Oliver Alexander, pewaris tunggal keluarga kaya raya, hidupnya penuh dengan pesta, wanita, dan gemerlap dunia malam. Baginya, cinta hanyalah permainan, dan wanita hanyalah koleksi yang berganti setiap saat. Namun, gaya hidupnya yang semakin tak terkendali membuat sang ayah geram.
Sebagai hukuman sekaligus peringatan, Oliver dipaksa turun tangan mengurus salah satu pabrik keluarga di desa terpencil. Awalnya ia menolak, tapi ancaman kehilangan segalanya membuatnya tak punya pilihan.

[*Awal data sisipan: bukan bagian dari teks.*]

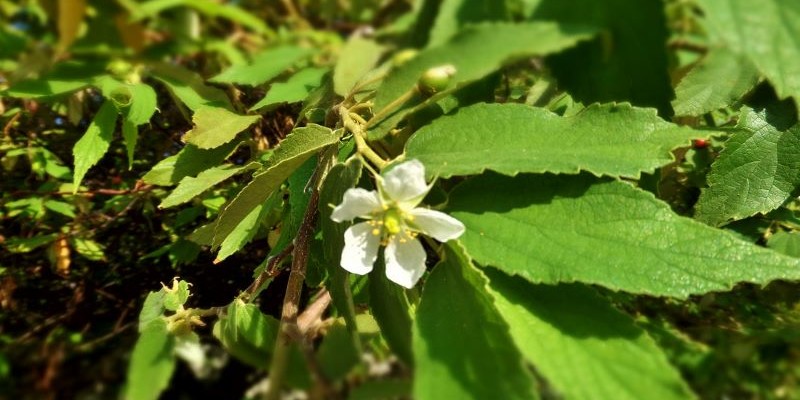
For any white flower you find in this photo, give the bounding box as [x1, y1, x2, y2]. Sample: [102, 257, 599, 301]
[331, 160, 464, 288]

Di sanalah ia bertemu Laras Maya, gadis desa sederhana yang polos, lugu, bahkan terlihat norak di matanya. Dunia mereka begitu berbeda, bagaikan langit dan bumi. Tapi semakin lama, Oliver justru menemukan sesuatu yang tak pernah ia rasakan dari wanita-wanita cantik di kota, yaitu ketulusan.

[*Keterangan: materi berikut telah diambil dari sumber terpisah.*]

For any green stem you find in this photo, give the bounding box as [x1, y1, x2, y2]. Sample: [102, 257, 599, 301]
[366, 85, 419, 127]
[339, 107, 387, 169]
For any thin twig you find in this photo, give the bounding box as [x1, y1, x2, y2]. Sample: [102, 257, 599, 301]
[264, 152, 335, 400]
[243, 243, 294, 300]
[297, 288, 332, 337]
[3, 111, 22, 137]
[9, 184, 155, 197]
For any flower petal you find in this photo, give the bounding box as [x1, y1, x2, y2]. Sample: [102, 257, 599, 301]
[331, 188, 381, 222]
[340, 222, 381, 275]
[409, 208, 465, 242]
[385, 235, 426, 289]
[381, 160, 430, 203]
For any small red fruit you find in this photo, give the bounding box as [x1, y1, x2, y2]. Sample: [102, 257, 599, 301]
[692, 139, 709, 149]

Laras yang apa adanya perlahan meruntuhkan tembok arogan Oliver. Dari sekadar kewajiban, hari-harinya di desa berubah menjadi perjalanan menemukan arti cinta dan hidup yang sesungguhnya.
Karya ini diterbitkan atas izin NovelToon Demar, isi konten hanyalah pandangan pribadi pembuatnya, tidak mewakili NovelToon sendiri
Khawatir tapi Gengsi
Laras mengerjap pelan. Sinar lampu ruangan menusuk matanya yang masih berat. Tubuhnya lemah, kepala berdenyut, tapi kesadarannya sudah mulai kembali. Ia terlonjak kecil ketika menyadari dirinya berbaring di sofa panjang di ruangan mewah yang sangat asing baginya. Perlahan ia menegakkan tubuh, lalu baru menyadari Oliver duduk di kursi seberang, menyilangkan kaki sambil memandanginya tanpa ekspresi jelas.
“Sudah bangun?” suara Oliver datar, tapi ada nada tegas yang membuat jantung Laras berdebar lebih cepat.
Laras menelan ludah. Perasaan malu, takut, dan bingung bercampur jadi satu. Ia buru-buru merapikan selendang tipis di bahunya, lalu mencoba bangkit. “Maaf, Pak… saya seharusnya tidak merepotkan. Saya… saya bisa pulang sekarang,” ucapnya lirih, mencoba berdiri meski tubuhnya masih limbung.
Oliver langsung berdiri, langkah panjangnya mendekat. “Kau tidak akan pulang sendiri dalam keadaan begini. Aku yang akan mengantar.”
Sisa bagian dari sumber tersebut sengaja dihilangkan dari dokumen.